Mr. Yahaya Mahama, Upper West Regional Director of the Electoral Commission (EC) said on Thursday that ensuring peaceful elections was
not a responsibility of the EC alone.
He said the trauma that some Africa countries were experiencing in the
run up to elections should serve as a warning for all stakeholders, especially political parties, the police, the media and courts as well as the entire citizenry to learn to do the right things to ensure a violent free elections on December 7.
Mr. Mahama was speaking on: "Ensuring a peaceful electioneering and democracy in Ghana" at a three-day training workshop on Decentralisation and
the media in Wa.
He said: "It is always regrettable that other stakeholders who are to play their roles properly to assist the Electoral Commission to conduct credible elections fail to do so but return to tarnish the image and credibility of the EC".
Mr. Mahama noted that the EC has been mandated only to provide the rules and regulations governing the elections but could not arrest or prosecute electoral offenders.
He said it was the duty of the police to ensure that electoral offenders were sent to court for prosecution and possible conviction and urged the law enforcing agencies to be free and fair in their dealings with offenders irrespective of the political party they belong to.
Mr. Mahama urged the courts to avoid legal technicalities and delays in giving judgment on issues involving elections, pointing out that such practices tended to erode public confidence in the ability of the courts to assist them to have justice out of disputes.
"This is why in some countries, the law allows the setting up of special courts to deal with election cases swiftly but in our case, traditional courts have been given the authority to do so and this appears to override the will of the people", he said.
He said this could be dangerous to the peace of the country because when the citizens began to doubt the ability of the courts to deliver justice due to technicalities, there was the tendency for the people to resort to other means to achieve their desire.
Mr. Mahama urged the media to assist the electorate to make informed choices by giving accurate pictures of political campaigns and messages as well as the smoothening of provocative language used by politicians on political platforms.

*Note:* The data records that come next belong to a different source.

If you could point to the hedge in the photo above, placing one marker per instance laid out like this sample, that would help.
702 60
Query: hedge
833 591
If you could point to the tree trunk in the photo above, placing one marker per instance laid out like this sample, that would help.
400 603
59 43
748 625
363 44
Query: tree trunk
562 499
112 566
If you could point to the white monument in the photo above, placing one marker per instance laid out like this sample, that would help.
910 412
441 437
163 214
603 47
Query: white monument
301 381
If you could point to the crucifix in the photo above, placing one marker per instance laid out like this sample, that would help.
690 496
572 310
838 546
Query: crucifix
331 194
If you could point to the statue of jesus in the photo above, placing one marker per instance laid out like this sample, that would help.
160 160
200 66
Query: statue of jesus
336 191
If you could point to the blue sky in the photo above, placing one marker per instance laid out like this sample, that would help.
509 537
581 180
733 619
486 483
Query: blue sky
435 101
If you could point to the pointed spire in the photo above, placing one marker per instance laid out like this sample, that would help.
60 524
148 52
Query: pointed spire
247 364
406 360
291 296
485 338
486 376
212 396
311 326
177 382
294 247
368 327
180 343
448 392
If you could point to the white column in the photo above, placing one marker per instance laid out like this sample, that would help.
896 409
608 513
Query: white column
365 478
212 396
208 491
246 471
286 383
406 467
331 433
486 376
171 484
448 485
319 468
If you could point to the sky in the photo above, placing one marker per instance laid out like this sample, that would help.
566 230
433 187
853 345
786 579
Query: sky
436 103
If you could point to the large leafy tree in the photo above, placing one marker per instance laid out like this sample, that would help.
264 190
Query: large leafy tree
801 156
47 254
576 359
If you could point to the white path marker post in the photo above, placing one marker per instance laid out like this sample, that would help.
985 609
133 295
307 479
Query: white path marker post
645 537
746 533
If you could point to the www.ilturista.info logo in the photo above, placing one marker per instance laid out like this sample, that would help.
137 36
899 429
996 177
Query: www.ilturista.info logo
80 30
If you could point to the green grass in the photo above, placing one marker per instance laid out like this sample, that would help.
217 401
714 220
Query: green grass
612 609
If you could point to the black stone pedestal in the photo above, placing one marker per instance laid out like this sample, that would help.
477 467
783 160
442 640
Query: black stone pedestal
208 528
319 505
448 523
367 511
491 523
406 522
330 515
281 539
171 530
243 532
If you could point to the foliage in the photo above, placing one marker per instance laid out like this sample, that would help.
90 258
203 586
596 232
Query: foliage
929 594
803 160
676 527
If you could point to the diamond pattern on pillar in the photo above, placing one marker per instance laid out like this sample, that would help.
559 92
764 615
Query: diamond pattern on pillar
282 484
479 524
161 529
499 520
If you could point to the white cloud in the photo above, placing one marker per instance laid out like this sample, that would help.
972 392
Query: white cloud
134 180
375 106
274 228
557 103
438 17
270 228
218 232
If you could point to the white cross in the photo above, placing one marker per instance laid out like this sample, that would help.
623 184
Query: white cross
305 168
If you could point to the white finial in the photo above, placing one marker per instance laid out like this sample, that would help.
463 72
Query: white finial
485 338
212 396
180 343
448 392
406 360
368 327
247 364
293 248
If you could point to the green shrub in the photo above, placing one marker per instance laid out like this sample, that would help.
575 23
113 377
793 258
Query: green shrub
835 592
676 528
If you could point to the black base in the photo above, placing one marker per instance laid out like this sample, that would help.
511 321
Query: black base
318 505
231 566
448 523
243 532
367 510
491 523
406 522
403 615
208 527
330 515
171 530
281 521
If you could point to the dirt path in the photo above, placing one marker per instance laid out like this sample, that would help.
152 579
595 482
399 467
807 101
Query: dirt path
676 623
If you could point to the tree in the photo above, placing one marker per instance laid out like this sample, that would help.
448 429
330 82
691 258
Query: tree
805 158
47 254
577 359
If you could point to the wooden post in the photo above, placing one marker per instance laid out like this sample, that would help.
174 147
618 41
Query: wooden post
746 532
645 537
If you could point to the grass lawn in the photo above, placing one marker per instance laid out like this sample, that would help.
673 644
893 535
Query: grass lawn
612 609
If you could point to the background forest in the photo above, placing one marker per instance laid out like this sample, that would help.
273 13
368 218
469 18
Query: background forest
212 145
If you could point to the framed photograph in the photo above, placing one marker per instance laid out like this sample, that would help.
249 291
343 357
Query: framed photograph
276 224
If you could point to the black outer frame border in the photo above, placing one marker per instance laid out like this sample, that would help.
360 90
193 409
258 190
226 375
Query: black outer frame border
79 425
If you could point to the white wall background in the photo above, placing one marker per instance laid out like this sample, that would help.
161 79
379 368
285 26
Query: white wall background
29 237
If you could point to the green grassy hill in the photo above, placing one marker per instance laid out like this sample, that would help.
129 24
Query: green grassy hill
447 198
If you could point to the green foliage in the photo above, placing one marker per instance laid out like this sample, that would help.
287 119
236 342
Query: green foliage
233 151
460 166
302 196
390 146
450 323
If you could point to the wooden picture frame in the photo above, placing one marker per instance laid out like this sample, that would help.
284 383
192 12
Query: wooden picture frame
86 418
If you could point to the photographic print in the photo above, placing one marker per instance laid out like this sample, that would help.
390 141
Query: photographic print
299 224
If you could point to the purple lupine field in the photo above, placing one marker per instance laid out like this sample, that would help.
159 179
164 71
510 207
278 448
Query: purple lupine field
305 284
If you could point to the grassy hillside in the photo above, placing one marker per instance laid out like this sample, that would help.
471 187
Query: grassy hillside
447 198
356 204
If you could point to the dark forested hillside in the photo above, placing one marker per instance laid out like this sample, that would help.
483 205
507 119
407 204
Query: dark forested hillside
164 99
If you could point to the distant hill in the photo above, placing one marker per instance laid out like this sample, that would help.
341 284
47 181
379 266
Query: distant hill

He advised Ghanaians that the declaration of electoral results was a mandate of the EC and that what they hear on radio stations or by individual persons were not declarations of results but announcement of results.
Mr. Richard D. Kambootah, Head of Programmes of the Institute of Local Government Studies (ILGS) said it was imperative for citizens to demand good governance from those they have elected into government to administer the affairs of the country on their behalf.
He said it was wrong for any government to exclusively set the parameters within which to measure good governance.
He pointing out that it was the people who must measure the performance of their governments and to determine whether an executive government was rendering good governance.
Mr. Kambootah said governance must lead to the empowerment of people to enable them to construct genuine freedom and genuine development for themselves and their communities.
The ILGS organised the forum for media practitioners, district assembly staff and civil society organisations in the region.
The forum offered the participants the opportunity to review the decentralisation policy of Ghana, as well as familiarise and deepen their knowledge and understanding of key legislations and guidelines to ensure popular participation and local level development.